原産地 | フランス ブルターニュ地方ゲランド |
原材料 | 海水 |
工程 | 天日 |
マルドン シーソルト
最後に紹介するのは、イギリスのエセックス地方で200年以上にわたり作られているマルドン シーソルトです。
マルドンの塩は、海外ではめずらしい伝統的な釜炊き製法で作られています。
塩分濃度の高い海水を汲み上げ、平釜で煮詰め、水分を蒸発させた後、手作業でていねいに結晶を集めます。
マルドンの美味しさは、ピラミッド型の結晶や薄いフレーク状で、シャリシャリした食感が楽しめること。
マルドンシーソルトは、料理の仕上げに使うのがオススメです。
グリル野菜やサラダにふりかけても美味しいのですが、ぜひ、トーストにオリーブオイルとマルドンを試していただきたいです。
原産地 | イギリス |
原材料 | 海水 |
工程 | 平釜・乾燥 |
以上、塩が変わると料理が変わる!おすすめ自然塩7選でした。
自然塩はパッケージもステキなので、いろいろ取り揃えたくなってしまいますよね。
どれも、地域のきれいな海水を原材料とし、精製はせず伝統製法で作られていること、料理が一段と美味しく感じられるお塩です。

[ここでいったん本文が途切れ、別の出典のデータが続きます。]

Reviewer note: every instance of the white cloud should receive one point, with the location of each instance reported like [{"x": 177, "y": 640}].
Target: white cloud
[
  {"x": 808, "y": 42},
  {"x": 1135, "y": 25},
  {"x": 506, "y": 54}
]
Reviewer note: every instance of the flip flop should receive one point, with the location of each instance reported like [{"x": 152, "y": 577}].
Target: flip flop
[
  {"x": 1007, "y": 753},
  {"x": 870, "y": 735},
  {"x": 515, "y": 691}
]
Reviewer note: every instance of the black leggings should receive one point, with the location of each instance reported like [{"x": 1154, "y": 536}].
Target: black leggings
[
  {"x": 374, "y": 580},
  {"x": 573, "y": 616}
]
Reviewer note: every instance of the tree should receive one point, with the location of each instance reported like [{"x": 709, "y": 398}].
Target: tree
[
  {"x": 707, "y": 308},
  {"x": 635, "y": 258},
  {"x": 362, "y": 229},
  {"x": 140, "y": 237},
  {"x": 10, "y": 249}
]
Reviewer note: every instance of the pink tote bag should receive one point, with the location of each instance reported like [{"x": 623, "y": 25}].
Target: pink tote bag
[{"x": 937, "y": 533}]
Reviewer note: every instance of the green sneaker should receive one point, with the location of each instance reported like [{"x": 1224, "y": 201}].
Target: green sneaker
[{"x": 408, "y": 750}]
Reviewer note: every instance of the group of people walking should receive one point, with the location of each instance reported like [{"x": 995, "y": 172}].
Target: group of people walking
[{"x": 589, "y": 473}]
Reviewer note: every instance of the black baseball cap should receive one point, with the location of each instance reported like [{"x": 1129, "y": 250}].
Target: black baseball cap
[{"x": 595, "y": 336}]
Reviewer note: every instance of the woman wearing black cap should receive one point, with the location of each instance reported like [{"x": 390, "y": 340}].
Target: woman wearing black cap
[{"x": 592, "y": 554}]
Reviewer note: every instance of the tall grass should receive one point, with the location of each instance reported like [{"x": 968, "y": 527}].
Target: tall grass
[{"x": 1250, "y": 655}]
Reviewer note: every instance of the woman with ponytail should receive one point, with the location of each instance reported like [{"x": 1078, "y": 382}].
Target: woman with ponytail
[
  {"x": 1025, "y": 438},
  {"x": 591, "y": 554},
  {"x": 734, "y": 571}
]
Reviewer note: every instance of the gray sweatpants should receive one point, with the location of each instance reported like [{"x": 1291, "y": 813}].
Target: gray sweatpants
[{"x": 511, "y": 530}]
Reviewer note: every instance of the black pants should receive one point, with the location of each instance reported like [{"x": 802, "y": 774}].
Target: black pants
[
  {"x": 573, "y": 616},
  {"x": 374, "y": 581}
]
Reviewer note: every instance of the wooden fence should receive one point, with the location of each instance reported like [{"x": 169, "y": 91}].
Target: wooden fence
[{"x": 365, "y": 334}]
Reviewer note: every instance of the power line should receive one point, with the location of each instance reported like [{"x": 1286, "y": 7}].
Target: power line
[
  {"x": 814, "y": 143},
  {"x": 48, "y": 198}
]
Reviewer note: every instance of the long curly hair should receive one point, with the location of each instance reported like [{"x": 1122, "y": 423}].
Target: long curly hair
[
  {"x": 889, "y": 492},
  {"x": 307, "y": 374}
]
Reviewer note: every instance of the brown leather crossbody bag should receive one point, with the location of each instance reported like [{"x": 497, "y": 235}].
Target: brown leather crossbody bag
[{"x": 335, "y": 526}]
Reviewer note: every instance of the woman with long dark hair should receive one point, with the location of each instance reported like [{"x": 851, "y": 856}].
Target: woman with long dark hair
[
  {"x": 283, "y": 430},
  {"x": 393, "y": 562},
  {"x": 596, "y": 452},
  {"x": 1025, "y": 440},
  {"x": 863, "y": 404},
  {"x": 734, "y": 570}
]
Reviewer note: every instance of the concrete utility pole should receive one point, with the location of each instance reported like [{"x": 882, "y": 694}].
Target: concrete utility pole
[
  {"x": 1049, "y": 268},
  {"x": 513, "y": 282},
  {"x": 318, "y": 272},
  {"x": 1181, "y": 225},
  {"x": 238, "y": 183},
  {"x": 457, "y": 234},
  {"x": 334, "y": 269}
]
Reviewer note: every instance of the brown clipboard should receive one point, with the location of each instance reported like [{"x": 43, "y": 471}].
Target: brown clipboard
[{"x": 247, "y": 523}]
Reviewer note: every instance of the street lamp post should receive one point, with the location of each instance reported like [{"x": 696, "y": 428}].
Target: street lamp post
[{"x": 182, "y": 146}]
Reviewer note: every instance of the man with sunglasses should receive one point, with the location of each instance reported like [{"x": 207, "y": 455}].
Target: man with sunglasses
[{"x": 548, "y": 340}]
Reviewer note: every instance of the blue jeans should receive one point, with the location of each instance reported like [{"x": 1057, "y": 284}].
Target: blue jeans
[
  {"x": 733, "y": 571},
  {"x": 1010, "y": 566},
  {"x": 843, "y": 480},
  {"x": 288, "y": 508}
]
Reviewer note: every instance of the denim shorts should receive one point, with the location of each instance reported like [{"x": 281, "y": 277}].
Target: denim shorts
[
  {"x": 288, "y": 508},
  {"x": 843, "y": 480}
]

この記事が、あなたの自然塩選びの参考になればうれしいです。
まとめ
この記事では、料理が一段と美味しくなる自然塩を紹介しました。
いかがでしたか。
オススメの自然塩を、一覧にまとめました(精製塩は参考まで)。
商品名 | 海の精 あらしお | ひんぎゃの塩 | 土佐の塩丸 | 粟國の塩 釜炊き | カンホアの塩 石臼挽き | ゲランドの塩 顆粒 | マルドン シーソルト | 精製塩(食卓塩) |
写真 | ||||||||
原材料 | 海水(伊豆大島) | 海水(伊豆諸島 青ヶ島) | 海水(高知県黒潮町) | 海水(沖縄県 粟国島) | 海水(ベトナム カンホア) | 海水(フランス ゲランド) | 海水(イギリス エセックス地方) | 海水(メキシコ)、炭酸マグネシウム |
製造工程 | 天日・平釜 | 平釜 | 天日 | 天日・平釜 | 天日・粉砕 | 天日 | 平釜・乾燥 | 溶解・立釜・乾燥・混合 |
食塩相当量 | 83.36g | 85.63g | 90.4g | 73.4g | 85.82g | 94g | 97.9g | 99.53g |
マグネシウム | 700mg | 1000mg | 524mg | 1660mg | 780mg | 435mg | 44mg | 110mg |
カルシウム | 400mg | 1020mg | 888mg | 250mg | 620mg | 160mg | 150mg | 0.81mg |
カリウム | 240mg | 470mg | 107mg | 480mg | 250mg | – | 49mg | 1mg以下 |
マグネシウムが多いと苦味、カルシウムが多いと甘味、カリウムが多いと酸味を強く感じるといわれています。
ぜひ、料理によって塩を選んでみてくださいね。
以上、塩が変わると料理が変わる!おすすめ自然塩7選でした。